NOAA's Office of Ocean Exploration and Research (OER) continuously reviews opportunities to improve the operational capabilities and to advance technology. For example, ROV Deep Discoverer has 400 pounds of reserve buoyancy that could accommodate extra tools, sensors, or sample collection areas. Thought has been given to collecting samples during future expeditions, but that would take time away from pure exploration. For the Okeanos Explorer team—the only federal group that systematically explores the ocean—exploration time is limited and valuable. With that in mind, OER is very interested in working with scientists, engineers, and technicians to design, develop, test, and evaluate protocols and procedures for collecting voucher specimens that would add to baseline characterization products from exploratory expeditions. Further, OER has initiated and will continue discussions to develop new sensors and systems to conduct non-invasive sampling, in essence generating information typically derived from analyzing specimens in a laboratory without having to collect physical samples.
The ocean exploration community should consider Okeanos Explorer as a platform for testing new technology. Technology advancement is an important part of OER’s role, and the office is always interested in learning about such opportunities in proposals for grant funding or by other means.
Pilot Test of a Large AUV for Exploring Fish Habitat
OER led the development of NOAA’s agreement with Boeing to investigate new data collection methodologies to meet NOAA requirements.OER and the NOAA Fisheries Southwest Fisheries Science Center worked with Boeing to test Boeing’s large autonomous underwater vehicle (AUV), Echo Ranger, for a rockfish survey. Echo Ranger allows increased payload for sensors and batteries and longer mission endurance than most AUVs. The mission objective was to evaluate an AUV’s ability to conduct surveys independently or to augment a ship-based rockfish survey.
The test took place off Catalina Island in southern California and generated sonar maps of rockfish habitats and information about individual rockfish and aggregations of fish. The AUV simultaneously used a stereo camera to collect 3D optical imagery to identify the number and species of fish detected by sonar. Data are being analyzed for a potential follow-on mission in 2015.

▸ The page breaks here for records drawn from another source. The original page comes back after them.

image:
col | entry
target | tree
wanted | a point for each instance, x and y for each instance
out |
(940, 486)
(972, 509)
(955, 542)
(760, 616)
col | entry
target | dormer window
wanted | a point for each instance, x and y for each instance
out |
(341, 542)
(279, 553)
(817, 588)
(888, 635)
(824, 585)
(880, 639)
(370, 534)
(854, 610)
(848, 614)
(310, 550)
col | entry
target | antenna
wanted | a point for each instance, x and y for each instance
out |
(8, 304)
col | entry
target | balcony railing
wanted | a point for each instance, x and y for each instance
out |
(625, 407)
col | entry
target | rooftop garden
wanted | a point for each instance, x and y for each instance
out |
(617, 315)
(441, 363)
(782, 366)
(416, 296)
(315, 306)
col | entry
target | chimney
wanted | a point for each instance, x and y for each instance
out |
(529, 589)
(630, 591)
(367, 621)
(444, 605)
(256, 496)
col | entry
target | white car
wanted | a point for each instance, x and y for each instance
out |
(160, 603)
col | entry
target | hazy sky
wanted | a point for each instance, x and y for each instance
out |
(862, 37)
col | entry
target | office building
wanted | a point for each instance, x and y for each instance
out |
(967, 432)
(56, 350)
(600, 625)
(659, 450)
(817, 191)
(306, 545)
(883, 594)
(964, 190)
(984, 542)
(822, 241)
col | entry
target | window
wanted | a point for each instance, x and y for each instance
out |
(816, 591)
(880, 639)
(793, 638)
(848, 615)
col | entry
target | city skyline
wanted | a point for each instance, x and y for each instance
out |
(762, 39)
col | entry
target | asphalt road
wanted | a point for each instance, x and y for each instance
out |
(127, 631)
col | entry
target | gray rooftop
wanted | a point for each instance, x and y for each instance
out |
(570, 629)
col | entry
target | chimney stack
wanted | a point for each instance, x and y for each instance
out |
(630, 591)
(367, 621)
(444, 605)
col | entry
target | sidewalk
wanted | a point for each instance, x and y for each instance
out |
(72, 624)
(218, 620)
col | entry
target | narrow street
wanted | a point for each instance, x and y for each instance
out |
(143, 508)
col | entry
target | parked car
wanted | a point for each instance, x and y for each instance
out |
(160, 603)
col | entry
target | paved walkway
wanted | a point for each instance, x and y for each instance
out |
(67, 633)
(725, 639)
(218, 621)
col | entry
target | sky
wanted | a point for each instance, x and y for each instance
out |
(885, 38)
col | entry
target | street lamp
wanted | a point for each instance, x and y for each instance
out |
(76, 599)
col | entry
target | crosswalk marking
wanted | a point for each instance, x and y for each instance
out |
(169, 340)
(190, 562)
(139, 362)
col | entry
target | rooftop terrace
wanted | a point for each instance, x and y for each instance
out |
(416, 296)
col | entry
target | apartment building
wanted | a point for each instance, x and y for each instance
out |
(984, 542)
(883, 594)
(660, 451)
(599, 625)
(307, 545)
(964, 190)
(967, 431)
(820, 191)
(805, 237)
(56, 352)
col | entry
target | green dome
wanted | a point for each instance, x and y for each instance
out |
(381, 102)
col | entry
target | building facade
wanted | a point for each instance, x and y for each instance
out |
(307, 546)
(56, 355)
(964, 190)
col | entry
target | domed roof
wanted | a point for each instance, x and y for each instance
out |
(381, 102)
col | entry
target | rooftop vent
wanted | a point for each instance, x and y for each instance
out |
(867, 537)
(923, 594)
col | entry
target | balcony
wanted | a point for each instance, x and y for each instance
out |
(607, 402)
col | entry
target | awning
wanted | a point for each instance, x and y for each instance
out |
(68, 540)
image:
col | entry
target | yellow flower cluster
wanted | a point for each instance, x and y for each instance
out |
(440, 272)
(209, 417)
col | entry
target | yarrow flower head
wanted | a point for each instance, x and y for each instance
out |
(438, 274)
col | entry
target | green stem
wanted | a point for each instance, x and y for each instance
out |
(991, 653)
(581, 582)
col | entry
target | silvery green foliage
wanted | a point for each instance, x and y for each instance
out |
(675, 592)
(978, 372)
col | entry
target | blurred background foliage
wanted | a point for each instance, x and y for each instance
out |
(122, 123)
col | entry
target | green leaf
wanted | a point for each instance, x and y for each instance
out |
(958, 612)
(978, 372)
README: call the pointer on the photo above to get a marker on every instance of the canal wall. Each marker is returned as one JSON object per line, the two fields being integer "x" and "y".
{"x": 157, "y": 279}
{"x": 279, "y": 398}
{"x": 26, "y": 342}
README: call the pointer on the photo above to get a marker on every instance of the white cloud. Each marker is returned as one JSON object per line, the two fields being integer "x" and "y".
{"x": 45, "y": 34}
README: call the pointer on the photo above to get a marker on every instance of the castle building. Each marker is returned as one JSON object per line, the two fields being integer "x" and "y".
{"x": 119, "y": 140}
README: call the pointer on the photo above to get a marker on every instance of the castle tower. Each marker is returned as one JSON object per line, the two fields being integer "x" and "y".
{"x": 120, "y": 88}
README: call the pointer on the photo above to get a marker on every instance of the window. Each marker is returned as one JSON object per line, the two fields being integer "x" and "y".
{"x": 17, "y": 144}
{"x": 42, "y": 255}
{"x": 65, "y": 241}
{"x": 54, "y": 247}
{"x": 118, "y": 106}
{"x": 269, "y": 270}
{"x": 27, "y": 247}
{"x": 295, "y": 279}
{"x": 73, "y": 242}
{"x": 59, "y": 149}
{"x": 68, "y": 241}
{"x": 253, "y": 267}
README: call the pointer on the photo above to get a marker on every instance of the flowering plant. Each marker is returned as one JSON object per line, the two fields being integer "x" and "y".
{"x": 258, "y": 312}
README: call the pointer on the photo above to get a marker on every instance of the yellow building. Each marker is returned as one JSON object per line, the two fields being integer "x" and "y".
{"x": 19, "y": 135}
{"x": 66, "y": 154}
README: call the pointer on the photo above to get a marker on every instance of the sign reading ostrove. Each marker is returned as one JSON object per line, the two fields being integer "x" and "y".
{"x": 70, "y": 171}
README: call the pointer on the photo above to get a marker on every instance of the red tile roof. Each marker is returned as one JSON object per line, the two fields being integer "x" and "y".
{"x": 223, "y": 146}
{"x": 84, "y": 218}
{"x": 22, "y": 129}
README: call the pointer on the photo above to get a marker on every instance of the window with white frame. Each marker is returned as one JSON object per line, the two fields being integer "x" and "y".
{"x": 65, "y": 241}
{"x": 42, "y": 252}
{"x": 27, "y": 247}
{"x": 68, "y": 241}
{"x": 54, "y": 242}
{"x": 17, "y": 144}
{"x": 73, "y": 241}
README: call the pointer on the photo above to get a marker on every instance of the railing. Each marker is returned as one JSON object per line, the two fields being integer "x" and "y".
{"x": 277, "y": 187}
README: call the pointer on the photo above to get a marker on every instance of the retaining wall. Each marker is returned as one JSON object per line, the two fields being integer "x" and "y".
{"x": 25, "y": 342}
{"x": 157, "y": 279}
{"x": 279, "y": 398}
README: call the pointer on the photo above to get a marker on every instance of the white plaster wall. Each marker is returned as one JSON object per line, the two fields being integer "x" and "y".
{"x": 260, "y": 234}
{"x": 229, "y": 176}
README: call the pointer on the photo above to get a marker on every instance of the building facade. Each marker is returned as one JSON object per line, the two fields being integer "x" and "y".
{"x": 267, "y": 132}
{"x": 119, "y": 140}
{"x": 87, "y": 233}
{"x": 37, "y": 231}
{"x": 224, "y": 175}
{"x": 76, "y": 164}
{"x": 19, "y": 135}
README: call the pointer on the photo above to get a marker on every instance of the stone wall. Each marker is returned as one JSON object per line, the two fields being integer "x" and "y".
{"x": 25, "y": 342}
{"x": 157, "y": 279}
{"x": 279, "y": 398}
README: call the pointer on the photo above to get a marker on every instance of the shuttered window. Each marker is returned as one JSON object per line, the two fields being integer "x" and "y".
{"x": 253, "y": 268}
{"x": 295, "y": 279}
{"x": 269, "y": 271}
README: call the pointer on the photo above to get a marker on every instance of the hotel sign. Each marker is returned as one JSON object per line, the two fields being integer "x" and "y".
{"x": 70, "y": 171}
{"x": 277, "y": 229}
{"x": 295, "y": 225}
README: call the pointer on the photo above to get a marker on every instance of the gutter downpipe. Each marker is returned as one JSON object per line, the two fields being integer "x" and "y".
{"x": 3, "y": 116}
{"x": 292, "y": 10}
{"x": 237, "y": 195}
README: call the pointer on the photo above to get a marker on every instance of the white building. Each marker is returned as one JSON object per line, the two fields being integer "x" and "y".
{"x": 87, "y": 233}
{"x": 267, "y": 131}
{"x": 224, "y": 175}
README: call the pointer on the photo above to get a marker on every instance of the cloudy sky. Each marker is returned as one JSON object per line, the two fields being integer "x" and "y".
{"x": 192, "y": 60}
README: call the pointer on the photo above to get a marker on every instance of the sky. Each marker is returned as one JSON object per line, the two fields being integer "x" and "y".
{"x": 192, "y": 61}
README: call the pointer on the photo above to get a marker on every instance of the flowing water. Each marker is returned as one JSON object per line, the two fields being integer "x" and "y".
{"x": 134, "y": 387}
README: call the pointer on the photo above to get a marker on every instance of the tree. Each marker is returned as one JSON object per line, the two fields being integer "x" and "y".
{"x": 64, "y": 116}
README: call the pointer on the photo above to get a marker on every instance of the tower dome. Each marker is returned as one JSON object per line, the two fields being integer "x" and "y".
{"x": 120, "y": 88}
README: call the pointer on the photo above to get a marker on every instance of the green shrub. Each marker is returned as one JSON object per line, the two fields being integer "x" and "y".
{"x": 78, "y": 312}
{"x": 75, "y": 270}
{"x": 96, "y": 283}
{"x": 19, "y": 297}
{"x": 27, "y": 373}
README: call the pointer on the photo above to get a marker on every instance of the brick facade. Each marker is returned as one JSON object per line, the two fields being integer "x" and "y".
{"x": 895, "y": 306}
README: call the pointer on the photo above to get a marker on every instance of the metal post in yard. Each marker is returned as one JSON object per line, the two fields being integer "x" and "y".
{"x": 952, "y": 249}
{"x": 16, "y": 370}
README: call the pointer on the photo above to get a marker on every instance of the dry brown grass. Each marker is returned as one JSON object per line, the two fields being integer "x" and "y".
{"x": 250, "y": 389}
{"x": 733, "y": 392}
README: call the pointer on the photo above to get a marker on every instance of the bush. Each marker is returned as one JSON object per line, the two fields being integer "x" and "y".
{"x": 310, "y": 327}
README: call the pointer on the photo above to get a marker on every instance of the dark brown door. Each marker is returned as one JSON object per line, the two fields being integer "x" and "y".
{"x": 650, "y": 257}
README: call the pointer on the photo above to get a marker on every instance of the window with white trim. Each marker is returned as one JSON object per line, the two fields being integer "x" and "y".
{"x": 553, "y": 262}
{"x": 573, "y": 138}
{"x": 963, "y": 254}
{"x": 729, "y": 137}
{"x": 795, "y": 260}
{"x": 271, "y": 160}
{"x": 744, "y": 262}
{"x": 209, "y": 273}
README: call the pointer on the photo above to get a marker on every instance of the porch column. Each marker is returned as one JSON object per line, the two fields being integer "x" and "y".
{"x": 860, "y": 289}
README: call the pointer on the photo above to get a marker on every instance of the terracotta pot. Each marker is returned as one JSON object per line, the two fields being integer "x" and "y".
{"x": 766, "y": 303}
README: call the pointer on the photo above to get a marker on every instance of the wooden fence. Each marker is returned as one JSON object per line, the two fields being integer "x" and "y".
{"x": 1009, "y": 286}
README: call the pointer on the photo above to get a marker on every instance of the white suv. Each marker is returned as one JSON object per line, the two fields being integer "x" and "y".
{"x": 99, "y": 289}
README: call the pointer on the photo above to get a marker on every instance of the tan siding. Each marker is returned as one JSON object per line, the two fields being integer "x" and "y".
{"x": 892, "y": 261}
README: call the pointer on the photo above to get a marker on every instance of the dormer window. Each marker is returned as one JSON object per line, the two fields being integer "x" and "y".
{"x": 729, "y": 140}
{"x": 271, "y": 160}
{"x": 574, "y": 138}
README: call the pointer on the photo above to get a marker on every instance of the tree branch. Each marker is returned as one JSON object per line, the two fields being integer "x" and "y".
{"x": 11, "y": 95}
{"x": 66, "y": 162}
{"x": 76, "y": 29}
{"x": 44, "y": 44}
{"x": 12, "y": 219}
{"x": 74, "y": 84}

Chemical and Isotopic Exploration of Deep-sea Environments
OER funded scientists from Woods Hole Oceanographic Institution to conduct the first-ever in-situ, real-time chemical and stable isotopic exploration of two unique seafloor sites in the Caribbean using a newly designed sensor package for measuring gases expelled from the seafloor. OER partnered with the Ocean Exploration Trust and leveraged an expedition by the Trust’s Exploration Vessel Nautilus.
Nereid Under-Ice AUV
OER contributed financial support to a mission that successfully tested Nereid, a robotic underwater vehicle for the ocean exploration community that provides a capability for real-time remote control as the vehicle conducts inspections and mapping surveys under the ice. The vehicle was developed by the Deep Submergence Laboratory at the Woods Hole Oceanographic Institution along with colleagues at Johns Hopkins University and the University of New Hampshire, supported primarily by a grant from the National Science Foundation. Nereid Under-Ice successfully completed its first field expedition from aboard the Alfred Wegener Institute’s ice-breaker, Polarstern. In addition to conducting engineering trials, the vehicle used biological sensors to study near-ice primary productivity.